Russian hackers were responsible for the JLR cyberattack that resulted in a $2.5 billion loss for the UK economy.

      A New York Times investigation published on Thursday indicates that Russian hackers were responsible for last year’s significant cyberattack on Jaguar Land Rover (JLR). This breach commenced on August 31, 2025, and led to a production halt in JLR’s factories for nearly six weeks, resulting in an estimated cost of $2.5 billion to the British economy, marking it as the most financially damaging cyberattack in the UK’s history. It remains unclear if the hackers were directly affiliated with Vladimir Putin's government, were independent criminals, or acted with government approval.

      According to the Times, Microsoft was monitoring the Russian hacking group and informed JLR about their identities. The investigation involved contributions from the FBI, Britain’s National Crime Agency, the National Cyber Security Centre, Google’s Mandiant unit, and Palo Alto Networks, demonstrating the seriousness of the breach.

      The attack was initiated through vishing campaigns weeks prior to the public revelation, wherein attackers impersonating internal staff deceived JLR employees into disclosing their login credentials. Equipped with valid usernames and passwords, sometimes with administrator access, the hackers accessed JLR’s IT networks through standard authentication protocols and moved laterally within the systems. Production lines halted on September 1, and employees were instructed to remain at home.
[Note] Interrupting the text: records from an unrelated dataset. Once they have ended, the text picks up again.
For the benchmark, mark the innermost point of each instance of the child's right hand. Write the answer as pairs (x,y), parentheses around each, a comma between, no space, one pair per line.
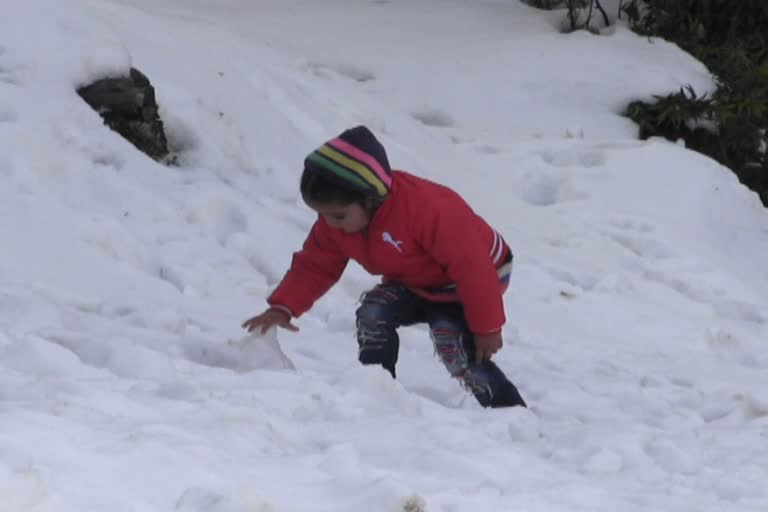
(273,317)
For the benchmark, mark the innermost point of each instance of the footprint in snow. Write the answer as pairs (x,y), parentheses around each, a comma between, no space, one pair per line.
(546,187)
(350,71)
(568,158)
(8,115)
(433,117)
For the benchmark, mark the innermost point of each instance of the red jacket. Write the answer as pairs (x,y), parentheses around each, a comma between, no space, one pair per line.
(425,237)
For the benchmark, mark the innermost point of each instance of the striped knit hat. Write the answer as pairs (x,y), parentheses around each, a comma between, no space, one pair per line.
(355,160)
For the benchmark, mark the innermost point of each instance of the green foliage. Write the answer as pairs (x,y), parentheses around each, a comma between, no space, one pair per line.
(731,39)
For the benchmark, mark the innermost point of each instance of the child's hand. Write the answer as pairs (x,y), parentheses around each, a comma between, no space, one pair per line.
(269,319)
(486,345)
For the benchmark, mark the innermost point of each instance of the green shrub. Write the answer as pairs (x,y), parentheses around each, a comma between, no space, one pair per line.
(731,39)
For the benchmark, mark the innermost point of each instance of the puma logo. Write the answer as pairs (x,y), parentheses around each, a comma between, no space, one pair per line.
(386,237)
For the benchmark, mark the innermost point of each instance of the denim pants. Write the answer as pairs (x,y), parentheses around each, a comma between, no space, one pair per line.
(389,306)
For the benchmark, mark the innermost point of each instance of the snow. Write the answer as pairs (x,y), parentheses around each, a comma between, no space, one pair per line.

      The impact went well beyond the production facilities. The UK’s Cyber Monitoring Centre estimated the overall economic damage at £1.9 billion, affecting over 5,000 organizations in JLR’s supply chain. The Bank of England subsequently linked a drop in GDP growth to the attack, observing that the overall output increased by only 0.2%, lower than anticipated.
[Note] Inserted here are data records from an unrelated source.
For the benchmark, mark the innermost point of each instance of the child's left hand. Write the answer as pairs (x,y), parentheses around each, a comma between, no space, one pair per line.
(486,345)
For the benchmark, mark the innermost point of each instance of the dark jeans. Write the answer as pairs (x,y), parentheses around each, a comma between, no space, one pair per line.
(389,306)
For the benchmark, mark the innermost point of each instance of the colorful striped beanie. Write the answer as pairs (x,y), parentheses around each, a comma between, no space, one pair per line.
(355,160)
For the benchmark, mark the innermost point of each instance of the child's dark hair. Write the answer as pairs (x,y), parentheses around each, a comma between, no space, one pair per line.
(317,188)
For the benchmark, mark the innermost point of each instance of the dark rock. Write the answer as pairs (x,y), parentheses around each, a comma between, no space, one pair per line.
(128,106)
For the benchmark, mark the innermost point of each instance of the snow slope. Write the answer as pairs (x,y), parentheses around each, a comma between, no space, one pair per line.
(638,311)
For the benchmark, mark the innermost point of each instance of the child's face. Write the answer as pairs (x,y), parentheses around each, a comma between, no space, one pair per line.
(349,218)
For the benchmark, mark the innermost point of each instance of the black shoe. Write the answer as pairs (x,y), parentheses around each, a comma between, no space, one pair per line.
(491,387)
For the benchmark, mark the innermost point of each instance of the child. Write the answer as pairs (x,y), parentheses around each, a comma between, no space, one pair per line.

      In response, the UK government provided an emergency loan of £1.5 billion, approximately $2 billion, to aid in the restoration of JLR’s supply chain, a rare governmental intervention following a cyber incident. Shortly after the breach, a group named Scattered Lapsus$ Hunters claimed responsibility on Telegram, but the NYT investigation has since identified a different Russian entity as the perpetrator.

      In an unexpected development, investigators revealed that the Russian group was not the sole entity infiltrating JLR’s networks. A Jordanian hacker known as Rey had also independently compromised parts of the company’s infrastructure. This dual intrusion illustrates a growing issue in breach investigations, where state-affiliated and criminal hackers are increasingly targeting the same high-value entities.

      This attribution comes as Russian-linked cyber operations targeting Western and Ukrainian infrastructure intensify, ranging from credential-stealing efforts aimed at Ukrainian military targets to DDoS attacks across Europe. Last month, Dutch police confiscated 800 servers related to a Kremlin-affiliated group that had been assaulting European government websites from data centers in the Netherlands. The Five Eyes intelligence alliance issued a warning last week that emerging AI technologies will accelerate these attacks and complicate mitigation efforts, suggesting that JLR's six-week shutdown may be a precursor to future threats.